Can a quantum gate send $|a,b\rangle$ to $|0,a\rangle+|1,b\rangle$?

Question

I am looking for a quantum gate (or a circuit) that operates on two quantum registers of equal size and in states $|a \rangle$ and $| b \rangle$, respectively, and prepares the state: $\frac{1}{\sqrt{2}} |0, a \rangle + \frac{1}{\sqrt{2}} | 1, b \rangle$.

Let's say that $a$ and $b$ are $N$ qubit registers. This means that we are going from an $2N$ qubit system to an $N + 1$ qubit system. So it may be best to use an output register like so, where $U$ is a quantum circuit:

$$ U |a, b \rangle |0 \rangle | 0 ^ {\otimes N} \rangle = \frac{1}{\sqrt{2}} |a, b \rangle (|0, a \rangle + |1, b \rangle). $$

But I think that is impossible by the no-cloning theorem; there exists no $V$ such that $V |x, 0 \rangle = | x, x \rangle$. We would need to clone both the $a$ and $b$ register in my $U$ circuit.
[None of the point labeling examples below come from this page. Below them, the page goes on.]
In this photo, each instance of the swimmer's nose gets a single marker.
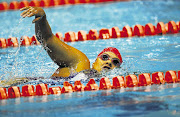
(110, 65)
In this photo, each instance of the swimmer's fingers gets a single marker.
(29, 12)
(36, 20)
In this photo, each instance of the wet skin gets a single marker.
(69, 59)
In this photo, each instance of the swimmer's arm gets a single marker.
(61, 53)
(42, 28)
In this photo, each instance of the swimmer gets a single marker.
(69, 59)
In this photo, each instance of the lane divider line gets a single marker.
(148, 30)
(118, 82)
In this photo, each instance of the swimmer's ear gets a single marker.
(36, 20)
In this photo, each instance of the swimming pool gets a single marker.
(140, 55)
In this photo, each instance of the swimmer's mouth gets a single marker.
(106, 67)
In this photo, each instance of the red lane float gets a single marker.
(3, 43)
(78, 86)
(14, 5)
(63, 2)
(131, 81)
(34, 3)
(139, 30)
(93, 35)
(14, 92)
(28, 90)
(178, 25)
(67, 87)
(144, 79)
(91, 85)
(3, 93)
(74, 1)
(115, 32)
(53, 2)
(55, 90)
(44, 3)
(41, 89)
(104, 33)
(158, 78)
(82, 36)
(3, 6)
(12, 42)
(118, 82)
(105, 84)
(150, 29)
(23, 4)
(33, 40)
(172, 27)
(127, 32)
(70, 37)
(161, 28)
(171, 77)
(25, 41)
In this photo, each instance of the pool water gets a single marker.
(140, 55)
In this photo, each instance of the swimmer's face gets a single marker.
(107, 61)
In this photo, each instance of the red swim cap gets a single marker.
(114, 50)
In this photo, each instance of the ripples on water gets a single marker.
(140, 54)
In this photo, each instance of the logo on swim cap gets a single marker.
(114, 50)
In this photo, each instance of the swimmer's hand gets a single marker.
(33, 11)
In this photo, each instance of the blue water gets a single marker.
(140, 54)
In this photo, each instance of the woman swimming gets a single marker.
(69, 59)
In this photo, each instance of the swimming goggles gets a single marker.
(115, 61)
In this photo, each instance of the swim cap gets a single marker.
(114, 50)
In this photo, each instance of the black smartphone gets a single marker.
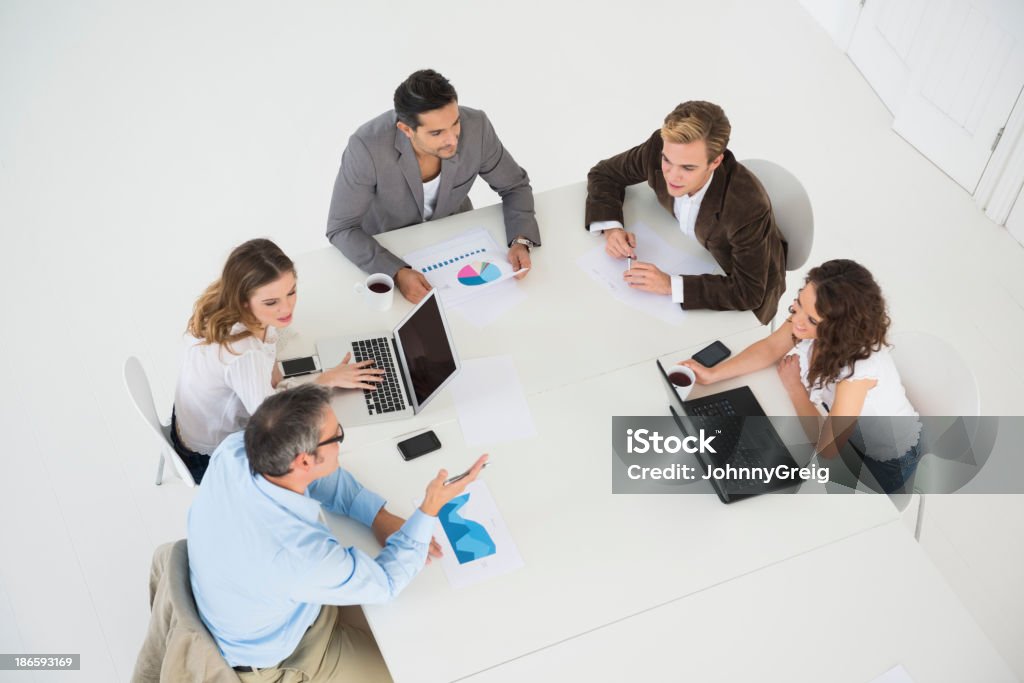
(712, 354)
(299, 367)
(420, 444)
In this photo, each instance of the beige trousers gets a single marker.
(337, 647)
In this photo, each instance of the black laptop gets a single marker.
(743, 437)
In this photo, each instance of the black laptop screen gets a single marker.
(428, 351)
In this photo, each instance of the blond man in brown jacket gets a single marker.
(716, 201)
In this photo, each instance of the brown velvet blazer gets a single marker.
(735, 224)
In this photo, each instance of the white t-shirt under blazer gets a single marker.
(220, 386)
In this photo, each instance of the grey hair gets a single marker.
(285, 425)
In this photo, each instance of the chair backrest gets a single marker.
(177, 645)
(937, 380)
(940, 384)
(792, 207)
(137, 385)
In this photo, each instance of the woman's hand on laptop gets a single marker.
(351, 375)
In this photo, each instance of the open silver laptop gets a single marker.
(419, 357)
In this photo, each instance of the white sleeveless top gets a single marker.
(882, 439)
(218, 390)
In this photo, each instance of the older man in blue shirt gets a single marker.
(266, 571)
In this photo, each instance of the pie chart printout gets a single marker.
(479, 272)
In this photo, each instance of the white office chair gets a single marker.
(939, 383)
(792, 207)
(141, 395)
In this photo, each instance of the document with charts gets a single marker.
(651, 248)
(465, 267)
(473, 537)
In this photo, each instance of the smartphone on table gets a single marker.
(306, 365)
(713, 354)
(420, 444)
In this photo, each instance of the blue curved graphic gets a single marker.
(469, 539)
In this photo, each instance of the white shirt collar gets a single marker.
(697, 196)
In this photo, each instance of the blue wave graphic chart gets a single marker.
(469, 540)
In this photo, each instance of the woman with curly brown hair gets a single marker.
(833, 357)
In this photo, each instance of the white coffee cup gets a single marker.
(676, 373)
(374, 292)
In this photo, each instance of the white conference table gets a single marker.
(591, 558)
(847, 611)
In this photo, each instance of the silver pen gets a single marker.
(459, 477)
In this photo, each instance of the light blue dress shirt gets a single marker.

So is this possible some other way?

Answer 1

TL;DR: This is impossible for arbitrary $|a\rangle$ and $|b\rangle$. Remember how in the proof of the no-cloning theorem we pick two distinct and non-orthogonal states $|\phi\rangle$ and $|\psi\rangle$, define $x=\langle\phi|\psi\rangle$ and use the quantum copier to derive the equation $x=x^2$ for contradiction? Well, the same strategy works here.
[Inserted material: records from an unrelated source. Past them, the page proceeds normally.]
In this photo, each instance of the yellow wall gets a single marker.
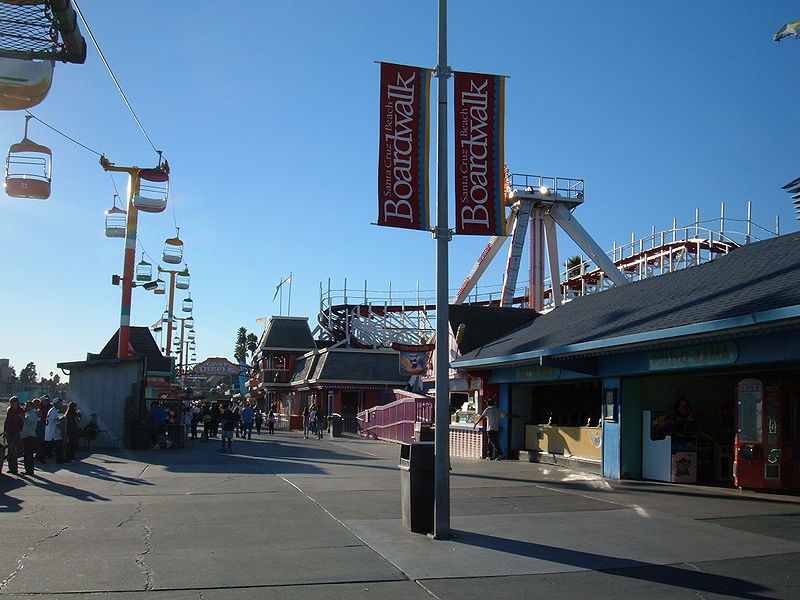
(584, 442)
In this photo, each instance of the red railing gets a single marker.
(395, 421)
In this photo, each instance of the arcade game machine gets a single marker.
(767, 447)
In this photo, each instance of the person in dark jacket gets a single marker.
(15, 417)
(72, 431)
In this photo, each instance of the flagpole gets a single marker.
(441, 509)
(289, 305)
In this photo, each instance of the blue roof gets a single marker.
(753, 284)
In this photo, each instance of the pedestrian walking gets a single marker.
(306, 420)
(312, 418)
(28, 434)
(41, 447)
(247, 421)
(491, 416)
(195, 420)
(72, 431)
(158, 416)
(15, 418)
(208, 422)
(320, 429)
(228, 422)
(53, 434)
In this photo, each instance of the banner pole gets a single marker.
(441, 512)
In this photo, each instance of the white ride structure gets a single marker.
(363, 318)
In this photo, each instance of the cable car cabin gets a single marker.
(173, 251)
(24, 83)
(153, 190)
(144, 271)
(182, 280)
(116, 221)
(28, 170)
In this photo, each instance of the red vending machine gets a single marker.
(767, 448)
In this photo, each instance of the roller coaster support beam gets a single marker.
(570, 225)
(484, 260)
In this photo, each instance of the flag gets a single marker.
(404, 146)
(280, 285)
(480, 186)
(789, 30)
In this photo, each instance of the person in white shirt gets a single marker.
(492, 415)
(52, 432)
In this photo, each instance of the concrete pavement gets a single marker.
(284, 517)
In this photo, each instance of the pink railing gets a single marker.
(395, 421)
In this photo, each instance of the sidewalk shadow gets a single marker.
(628, 568)
(65, 490)
(9, 483)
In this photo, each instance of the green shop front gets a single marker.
(692, 376)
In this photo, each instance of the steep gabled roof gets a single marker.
(287, 333)
(757, 277)
(142, 342)
(347, 365)
(482, 324)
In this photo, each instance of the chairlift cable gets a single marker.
(61, 133)
(114, 183)
(113, 77)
Assume that $U$ is the circuit described in the question. Let $|a\rangle$ and $|a'\rangle$ be two distinct, but not orthogonal states of the first register and likewise for $|b\rangle$ and $|b'\rangle$. Define $x:=\langle a|a'\rangle$ and $y:=\langle b|b'\rangle$ and calculate $$ \begin{align} xy&=\langle a|a'\rangle\langle b|b'\rangle\tag1\\ &=\langle a|a'\rangle\langle b|b'\rangle\langle 0|0\rangle\langle 0^{\otimes N}|0^{\otimes N}\rangle\tag2\\ &=\langle a|\langle b|\langle 0|\langle 0^{\otimes N}|U^\dagger U|a'\rangle|b'\rangle|0\rangle|0^{\otimes N}\rangle\tag3\\ &=\langle a|a'\rangle\langle b|b'\rangle\frac{\langle 0|\langle a|+\langle 1|\langle b|}{\sqrt2}\frac{|0\rangle|a'\rangle+|1\rangle|b'\rangle}{\sqrt2}\tag4\\ &=\langle a|a'\rangle\langle b|b'\rangle\frac{\langle 0|0\rangle\langle a|a'\rangle+\langle 1|1\rangle\langle b|b'\rangle}{2}\tag5\\ &=\langle a|a'\rangle\langle b|b'\rangle\frac{\langle a|a'\rangle+\langle b|b'\rangle}{2}\tag6\\ &=xy\frac{x+y}{2}.\tag7 \end{align} $$ As in the proof of no-cloning theorem, the solutions $x,y\in\mathbb{C}$ of $2xy=xy(x+y)$ with $|x|\leqslant 1$ and $|y|\leqslant 1$ are quite restricted. Namely, there are three: either $x=0$, or $y=0$ or $x=y=1$. But that contradicts the choice of the four states. Therefore, no unitary $U$ can satisfy the desired property for all $|a\rangle$ and $|b\rangle$.